Nassau County went to its legislative delegation with its list of needs and wants that county leaders hope will receive funding from the state government. Most involve infrastructure — either making it easier to get from here to there, or buttressing what already exists against future flooding.
“You have local projects, the state makes annual appropriations — a lot of your local projects are of state interest and state concern to facilitate state goals and objectives,” County Manager Taco Pope said. “This year, working with your staff, communication with you all as Board members, we did our best to aggregate a list of nine projects, with a total request just over $9 million.”
The biggest-dollar items are the County Road 108 Extension (more than $3 million), the Nassau County Animal Resources Center and Campus ($1.7 million), Piney Island/Amelia River resiliency and development mitigation ($1 million), and the Thomas Creek restoration project ($1 million).
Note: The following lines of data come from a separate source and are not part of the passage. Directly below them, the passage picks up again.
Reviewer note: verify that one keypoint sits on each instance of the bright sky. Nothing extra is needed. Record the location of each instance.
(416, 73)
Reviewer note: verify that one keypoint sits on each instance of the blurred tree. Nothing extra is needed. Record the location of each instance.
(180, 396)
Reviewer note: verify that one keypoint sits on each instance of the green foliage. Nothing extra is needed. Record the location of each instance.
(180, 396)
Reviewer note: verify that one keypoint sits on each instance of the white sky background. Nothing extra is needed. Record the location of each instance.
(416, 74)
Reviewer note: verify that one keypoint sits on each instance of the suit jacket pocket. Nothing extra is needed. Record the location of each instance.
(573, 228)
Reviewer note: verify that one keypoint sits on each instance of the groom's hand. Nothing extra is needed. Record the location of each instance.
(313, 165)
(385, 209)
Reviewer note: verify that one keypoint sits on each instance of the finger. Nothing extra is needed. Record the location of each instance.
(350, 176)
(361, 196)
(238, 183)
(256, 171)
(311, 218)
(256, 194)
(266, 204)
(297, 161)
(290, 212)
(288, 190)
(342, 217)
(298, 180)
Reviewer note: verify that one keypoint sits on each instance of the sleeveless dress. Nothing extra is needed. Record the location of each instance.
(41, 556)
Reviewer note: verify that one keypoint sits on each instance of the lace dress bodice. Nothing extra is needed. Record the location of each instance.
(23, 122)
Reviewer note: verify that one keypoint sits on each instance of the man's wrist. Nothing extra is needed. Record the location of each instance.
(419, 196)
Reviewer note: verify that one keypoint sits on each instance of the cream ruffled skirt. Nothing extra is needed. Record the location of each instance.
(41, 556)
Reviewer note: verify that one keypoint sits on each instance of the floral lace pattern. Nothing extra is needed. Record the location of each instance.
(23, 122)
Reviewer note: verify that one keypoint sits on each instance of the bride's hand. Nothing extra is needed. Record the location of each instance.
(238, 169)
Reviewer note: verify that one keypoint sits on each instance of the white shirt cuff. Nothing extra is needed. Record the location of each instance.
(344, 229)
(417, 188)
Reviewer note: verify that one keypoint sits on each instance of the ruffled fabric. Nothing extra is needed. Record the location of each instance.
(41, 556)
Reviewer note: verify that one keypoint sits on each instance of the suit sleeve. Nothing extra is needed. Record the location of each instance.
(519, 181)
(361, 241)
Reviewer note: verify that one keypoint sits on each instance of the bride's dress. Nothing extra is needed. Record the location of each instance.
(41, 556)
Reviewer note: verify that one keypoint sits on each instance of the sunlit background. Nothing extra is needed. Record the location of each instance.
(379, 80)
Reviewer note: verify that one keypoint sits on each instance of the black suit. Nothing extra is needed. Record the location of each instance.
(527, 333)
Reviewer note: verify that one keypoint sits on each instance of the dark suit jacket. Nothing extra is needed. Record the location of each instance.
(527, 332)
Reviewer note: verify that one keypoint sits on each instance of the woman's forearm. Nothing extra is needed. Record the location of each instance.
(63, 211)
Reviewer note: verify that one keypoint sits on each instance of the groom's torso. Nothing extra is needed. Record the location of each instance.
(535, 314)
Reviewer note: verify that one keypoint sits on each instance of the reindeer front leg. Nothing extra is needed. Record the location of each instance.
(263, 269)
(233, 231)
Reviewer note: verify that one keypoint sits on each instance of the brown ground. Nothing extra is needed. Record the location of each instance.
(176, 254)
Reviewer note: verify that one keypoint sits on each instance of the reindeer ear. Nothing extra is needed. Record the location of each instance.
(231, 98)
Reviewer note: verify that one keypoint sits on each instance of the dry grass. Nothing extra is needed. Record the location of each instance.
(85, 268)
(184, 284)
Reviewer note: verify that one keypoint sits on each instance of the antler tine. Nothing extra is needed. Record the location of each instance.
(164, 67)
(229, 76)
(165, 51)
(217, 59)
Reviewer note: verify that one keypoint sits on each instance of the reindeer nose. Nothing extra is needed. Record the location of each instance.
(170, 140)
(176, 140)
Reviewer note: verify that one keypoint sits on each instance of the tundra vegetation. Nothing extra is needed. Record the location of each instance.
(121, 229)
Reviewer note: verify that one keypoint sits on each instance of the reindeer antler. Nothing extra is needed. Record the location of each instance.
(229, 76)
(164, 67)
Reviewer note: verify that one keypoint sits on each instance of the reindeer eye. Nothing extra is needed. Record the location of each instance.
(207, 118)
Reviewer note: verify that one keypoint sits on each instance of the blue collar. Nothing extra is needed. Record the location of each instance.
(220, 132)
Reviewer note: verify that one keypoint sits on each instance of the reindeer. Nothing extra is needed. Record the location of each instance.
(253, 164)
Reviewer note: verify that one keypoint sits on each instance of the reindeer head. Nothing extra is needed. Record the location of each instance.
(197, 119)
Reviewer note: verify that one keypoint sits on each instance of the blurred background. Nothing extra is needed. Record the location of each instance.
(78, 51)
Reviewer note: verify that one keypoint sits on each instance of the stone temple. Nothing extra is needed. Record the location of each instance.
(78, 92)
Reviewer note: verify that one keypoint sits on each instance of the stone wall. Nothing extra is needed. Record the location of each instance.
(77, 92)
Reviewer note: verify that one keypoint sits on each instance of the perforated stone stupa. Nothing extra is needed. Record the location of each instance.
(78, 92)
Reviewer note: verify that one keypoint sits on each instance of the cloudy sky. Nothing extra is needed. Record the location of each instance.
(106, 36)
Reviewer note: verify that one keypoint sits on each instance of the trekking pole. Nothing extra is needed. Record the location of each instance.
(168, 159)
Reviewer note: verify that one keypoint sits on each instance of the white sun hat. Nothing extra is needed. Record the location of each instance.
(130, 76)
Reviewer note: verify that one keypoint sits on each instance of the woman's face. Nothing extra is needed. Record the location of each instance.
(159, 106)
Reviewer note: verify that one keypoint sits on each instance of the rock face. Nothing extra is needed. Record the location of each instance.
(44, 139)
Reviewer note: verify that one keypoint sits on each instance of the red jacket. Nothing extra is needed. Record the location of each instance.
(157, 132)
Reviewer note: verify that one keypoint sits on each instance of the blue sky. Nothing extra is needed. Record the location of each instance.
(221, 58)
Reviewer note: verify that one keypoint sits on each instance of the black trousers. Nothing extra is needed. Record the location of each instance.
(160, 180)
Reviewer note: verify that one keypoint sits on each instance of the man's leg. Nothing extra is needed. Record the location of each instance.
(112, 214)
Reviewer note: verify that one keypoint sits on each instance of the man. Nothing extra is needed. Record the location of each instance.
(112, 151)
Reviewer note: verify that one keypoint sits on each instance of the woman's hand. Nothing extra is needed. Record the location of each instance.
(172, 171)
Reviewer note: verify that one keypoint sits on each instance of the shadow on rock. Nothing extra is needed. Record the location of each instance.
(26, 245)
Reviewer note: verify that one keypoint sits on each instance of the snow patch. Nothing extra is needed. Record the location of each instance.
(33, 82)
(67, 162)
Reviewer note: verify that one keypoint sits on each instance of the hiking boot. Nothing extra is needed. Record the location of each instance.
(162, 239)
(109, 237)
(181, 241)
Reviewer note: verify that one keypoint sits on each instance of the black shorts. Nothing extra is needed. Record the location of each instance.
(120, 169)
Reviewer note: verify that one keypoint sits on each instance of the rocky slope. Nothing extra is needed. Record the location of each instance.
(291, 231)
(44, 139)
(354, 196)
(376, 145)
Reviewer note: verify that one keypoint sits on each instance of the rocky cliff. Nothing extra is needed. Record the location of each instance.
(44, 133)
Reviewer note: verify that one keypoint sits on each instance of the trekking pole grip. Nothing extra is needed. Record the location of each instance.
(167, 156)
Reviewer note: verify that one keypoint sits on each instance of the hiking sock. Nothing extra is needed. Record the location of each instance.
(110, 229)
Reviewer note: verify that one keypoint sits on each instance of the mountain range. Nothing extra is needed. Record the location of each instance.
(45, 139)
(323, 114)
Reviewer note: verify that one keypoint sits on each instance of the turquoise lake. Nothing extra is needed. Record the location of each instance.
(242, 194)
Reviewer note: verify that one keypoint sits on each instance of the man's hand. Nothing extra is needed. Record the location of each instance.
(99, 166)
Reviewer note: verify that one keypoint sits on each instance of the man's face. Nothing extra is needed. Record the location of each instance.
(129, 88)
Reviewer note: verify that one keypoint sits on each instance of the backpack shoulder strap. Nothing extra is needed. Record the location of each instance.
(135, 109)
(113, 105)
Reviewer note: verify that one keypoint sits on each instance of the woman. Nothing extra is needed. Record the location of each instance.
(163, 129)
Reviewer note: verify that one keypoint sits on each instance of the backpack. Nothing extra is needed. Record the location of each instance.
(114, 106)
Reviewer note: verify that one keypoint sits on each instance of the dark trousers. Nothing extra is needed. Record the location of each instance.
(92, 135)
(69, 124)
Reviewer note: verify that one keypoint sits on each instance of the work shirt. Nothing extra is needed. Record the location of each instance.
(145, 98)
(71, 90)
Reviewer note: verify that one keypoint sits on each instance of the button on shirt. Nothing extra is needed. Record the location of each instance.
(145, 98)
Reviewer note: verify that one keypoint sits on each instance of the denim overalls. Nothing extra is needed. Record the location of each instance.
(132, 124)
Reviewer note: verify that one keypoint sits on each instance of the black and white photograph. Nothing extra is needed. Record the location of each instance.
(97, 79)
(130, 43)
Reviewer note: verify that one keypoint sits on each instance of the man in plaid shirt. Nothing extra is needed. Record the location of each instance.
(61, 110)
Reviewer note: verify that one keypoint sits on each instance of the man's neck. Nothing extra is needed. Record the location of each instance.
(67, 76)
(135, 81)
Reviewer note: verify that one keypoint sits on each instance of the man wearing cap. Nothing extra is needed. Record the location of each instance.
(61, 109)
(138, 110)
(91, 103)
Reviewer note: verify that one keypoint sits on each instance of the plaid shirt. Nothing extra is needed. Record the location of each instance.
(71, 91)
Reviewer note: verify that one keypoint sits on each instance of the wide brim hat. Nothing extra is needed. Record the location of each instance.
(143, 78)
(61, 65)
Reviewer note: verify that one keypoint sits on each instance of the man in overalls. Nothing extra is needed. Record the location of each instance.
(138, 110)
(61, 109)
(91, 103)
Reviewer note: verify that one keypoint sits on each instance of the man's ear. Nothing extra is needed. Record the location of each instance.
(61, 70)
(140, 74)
“Some of the driving factors to many of these projects is the ability of you to match local dollars with state dollars,” Pope said.
Using the Spring Lake drainage project as an example, the $625,000 requested is a match on $625,000 that the county already allocated. It’s a similar case with most of the other projects on the list.
“The Piney Island project is the No. 1 acquisition project for the county, both at the committee level and for the Board of County Commissioners,” Pope said.
“This presents an opportunity to leverage local dollars, working with the property owner who is a willing seller and who is willing to work with us on the acquisition with private, nonprofit funding, and then the state dollars. What we’d like to be able to do, just like we talked about in the creation of the (Conservation, Land Acquisition and Management Committee), every dollar we spend locally, we want to be able to leverage that.”
Pope added that the project is a good, successful one that people have been working to accomplish for the past several years.
Commissioner Jeff Gray suggested upping the request for the animal resources center. The $1.7 million suggested by county staff was to go with the county’s present allocation of $2 million, and the combined funds taking the project up to the point of construction.
In addition to the projects listed, the county’s also looking for state funding for Sundberg Road paving ($750,000), ecotourism/water access improvements on the Nassau River ($600,000), Amelia Island Trail Phase 5 ($225,000), and the Sheriff’s Work Ethics and Training Program ($110,000).
The Thomas Creek flood mitigation project has been of special concern to Commission Chairman Klynt Farmer since his election to the Board.
“I think this is a really big deal for the residents of the area,” Farmer said.
“It puts in a 15-year plan in place and it gets people out of there. … We’re not going to have deferred maintenance to this thing for the next hundred years. It’s a smart financial decision to put this plan in play and get these folks that live in these problematic areas out of that floodplain and allow them to take their families to higher ground, essentially.”